Artista
Biografía artística
Mi conexión con el arte comenzó en la infancia, a través del dibujo como una forma espontánea de expresión. Se le suma haber nacido en una familia donde el arte se respiraba en cada rincón con alguna obra de pintura (a la cual mi mamá se dedicaba como representante de artistas uruguayos ) y en cada nota de música clásica que se escuchaba siempre. Desde entonces, el arte ha sido una presencia constante en mi vida.
En 2018 inicie un recorrido más profundo en mi formación artística, participando en talleres con reconocidos referentes del arte uruguayo. Estudie con Daniela Caputto, Mariana Olaso, José Pelayo y con Carmela Piñon en el prestigioso Taller de Iturria en Casablanca. Estas experiencias fueron clave para el desarrollo de mi identidad artística.
Mi obra se centra principalmente en el uso del óleo sobre tela, técnica que me permite explorar la fuerza del color, la materia y la emoción. Mi trabajo se construye desde la intuición y lo emocional. Cada pintura surge como una respuesta interna, que me nace solo cuando estoy frente al lienzo.
Statement artístico
Mi obra nace de la necesidad de dar forma a lo que no siempre puede nombrarse. Trabajo desde la emoción como materia prima, entendiendo el cuerpo y el rostro no como representaciones literales, sino como territorios donde quedan impresas las experiencias vividas.
A través de técnicas mixtas —betún, cera y óleo— construyo superficies fragmentadas, marcadas por capas, grietas y veladuras. Cada estrato es una huella, una emoción atravesada, un recuerdo que insiste. No busco ocultar las fisuras: las integro como parte esencial de la identidad. En ellas habita la memoria, el tiempo y la transformación.

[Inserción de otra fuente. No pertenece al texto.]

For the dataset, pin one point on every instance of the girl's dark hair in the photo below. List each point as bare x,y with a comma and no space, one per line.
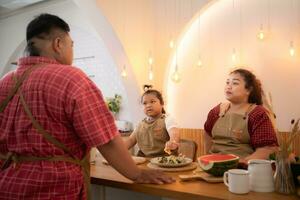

Mis figuras aparecen incompletas, emergiendo y disolviéndose en el espacio pictórico, como reflejo de un estado interno en constante cambio. Pinto desde la intuición, permitiendo que el material dialogue con la emoción, que el gesto guíe y que el accidente también tenga voz.
Entiendo la pintura como un viaje hacia el interior, un acto de honestidad y presencia. Cada obra es un intento de detener el instante emocional, de habitarlo y compartirlo, invitando al espectador a reconocerse en aquello que, aun fragmentado, sigue siendo profundamente humano.